健康診断の実施義務、記録の保存義務に違反した場合、50万円以下の罰金が科せられます(安衛法第120条)。作業転換等の健康診断実施後の措置に関しては、罰則規定は設けられていません。しかし、適切な対応を怠っていて健康事故が発生すれば、安全配慮義務違反(労働契約法第5条)を問われます。労働者・家族が民事賠償を求めて裁判を提起すれば、会社は不利な立場に立たされることを覚悟しなければなりません。
しかし、会社が健康診断の手配をし、従業員に受診を呼び掛けても、最終的に医療機関に行くか否かは本人の判断にゆだねられます。健診車等を利用して、社内で健診を実施しても、外出等した従業員の首に縄をつけて、引っ張ってくるわけにはいきません。
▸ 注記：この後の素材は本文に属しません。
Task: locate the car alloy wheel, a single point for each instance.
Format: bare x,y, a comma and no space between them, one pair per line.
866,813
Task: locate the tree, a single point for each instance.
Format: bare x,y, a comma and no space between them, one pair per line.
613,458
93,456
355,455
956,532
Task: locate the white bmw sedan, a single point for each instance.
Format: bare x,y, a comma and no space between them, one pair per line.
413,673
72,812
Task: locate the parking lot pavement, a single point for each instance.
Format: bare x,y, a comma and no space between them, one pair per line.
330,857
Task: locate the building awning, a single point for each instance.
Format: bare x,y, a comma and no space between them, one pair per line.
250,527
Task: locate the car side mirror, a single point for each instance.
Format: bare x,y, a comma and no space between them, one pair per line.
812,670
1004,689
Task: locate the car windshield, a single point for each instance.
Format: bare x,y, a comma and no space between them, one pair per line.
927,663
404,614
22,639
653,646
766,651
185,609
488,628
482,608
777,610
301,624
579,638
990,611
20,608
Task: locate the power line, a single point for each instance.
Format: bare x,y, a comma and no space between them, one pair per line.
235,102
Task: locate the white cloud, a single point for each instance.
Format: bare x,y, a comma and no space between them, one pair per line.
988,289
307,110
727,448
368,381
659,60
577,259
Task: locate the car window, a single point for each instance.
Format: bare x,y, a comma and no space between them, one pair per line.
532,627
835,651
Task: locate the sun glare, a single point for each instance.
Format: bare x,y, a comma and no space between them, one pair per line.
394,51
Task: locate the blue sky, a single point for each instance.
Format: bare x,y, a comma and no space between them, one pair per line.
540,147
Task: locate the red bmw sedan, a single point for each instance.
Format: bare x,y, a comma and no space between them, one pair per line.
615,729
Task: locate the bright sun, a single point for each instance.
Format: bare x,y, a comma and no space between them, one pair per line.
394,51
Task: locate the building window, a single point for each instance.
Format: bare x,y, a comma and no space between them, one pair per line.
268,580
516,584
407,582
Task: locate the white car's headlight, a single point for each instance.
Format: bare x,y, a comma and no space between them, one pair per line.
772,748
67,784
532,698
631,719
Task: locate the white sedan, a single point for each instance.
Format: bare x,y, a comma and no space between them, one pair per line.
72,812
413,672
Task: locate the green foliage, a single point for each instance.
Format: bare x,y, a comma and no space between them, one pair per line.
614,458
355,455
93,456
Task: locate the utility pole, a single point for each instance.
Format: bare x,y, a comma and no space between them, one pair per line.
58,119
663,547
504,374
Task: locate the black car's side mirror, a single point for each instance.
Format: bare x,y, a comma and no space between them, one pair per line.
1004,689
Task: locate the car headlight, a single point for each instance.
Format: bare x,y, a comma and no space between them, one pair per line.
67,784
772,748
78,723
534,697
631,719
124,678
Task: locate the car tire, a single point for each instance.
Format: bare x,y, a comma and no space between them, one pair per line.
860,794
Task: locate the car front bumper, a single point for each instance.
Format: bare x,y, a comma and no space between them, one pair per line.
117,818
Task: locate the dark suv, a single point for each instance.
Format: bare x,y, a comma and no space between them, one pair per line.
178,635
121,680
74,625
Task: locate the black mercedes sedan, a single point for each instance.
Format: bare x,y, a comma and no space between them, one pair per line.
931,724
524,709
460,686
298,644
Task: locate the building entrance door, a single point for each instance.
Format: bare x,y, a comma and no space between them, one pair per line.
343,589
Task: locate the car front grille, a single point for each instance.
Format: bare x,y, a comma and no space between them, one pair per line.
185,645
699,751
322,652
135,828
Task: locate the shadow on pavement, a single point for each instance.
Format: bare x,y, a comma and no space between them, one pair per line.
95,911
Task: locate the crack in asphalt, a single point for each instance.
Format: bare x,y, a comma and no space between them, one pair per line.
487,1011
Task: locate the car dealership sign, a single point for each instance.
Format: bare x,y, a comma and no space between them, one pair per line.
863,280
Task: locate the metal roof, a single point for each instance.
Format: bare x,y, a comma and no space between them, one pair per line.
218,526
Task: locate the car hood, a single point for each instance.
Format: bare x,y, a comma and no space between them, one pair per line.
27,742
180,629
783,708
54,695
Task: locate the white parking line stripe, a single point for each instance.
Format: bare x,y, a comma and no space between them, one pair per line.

一方、安衛法では、労働者側にも受診義務を課しています。第66条第5項では、「労働者は、事業者が行う健康診断を受けなければならない(ただし、本人が希望する医師の健康診断を受け、会社に提出することも可能)」と規定しています。しかし、罰金等の罰則は課せられていません。
民事賠償という観点からは、本人が受診を拒否し続ける場合、「公平や信義則の観点から、使用者は安全配慮義務を免れ、またはそれが軽減される」と解されています(安西愈弁護士)。
労災保険との関係では、「労働者が故意の犯罪行為若しくは重大な過失により、負傷・疾病・障害・死亡もしくはこれらの原因となった事故を生じさせたときは、保険給付の全部または一部を行わないことができる」(いわゆる支給制限、労災保険法第12条の2の2)という規定が気になります。しかし、この支給制限規定は、「事故発生の原因となった行為が、法令上の罰則の付されているものに違反する場合」に限って適用されます(昭52・3・30基発第192号)。
前記のとおり、健診の未受診に罰則は課されていないので、労災保険の請求には問題がないと考えられます。しかし、「受診拒否を続けるなら、会社は安全配慮義務を負わない」点を明確に伝え、本人が受診に同意するよう努めるべきでしょう。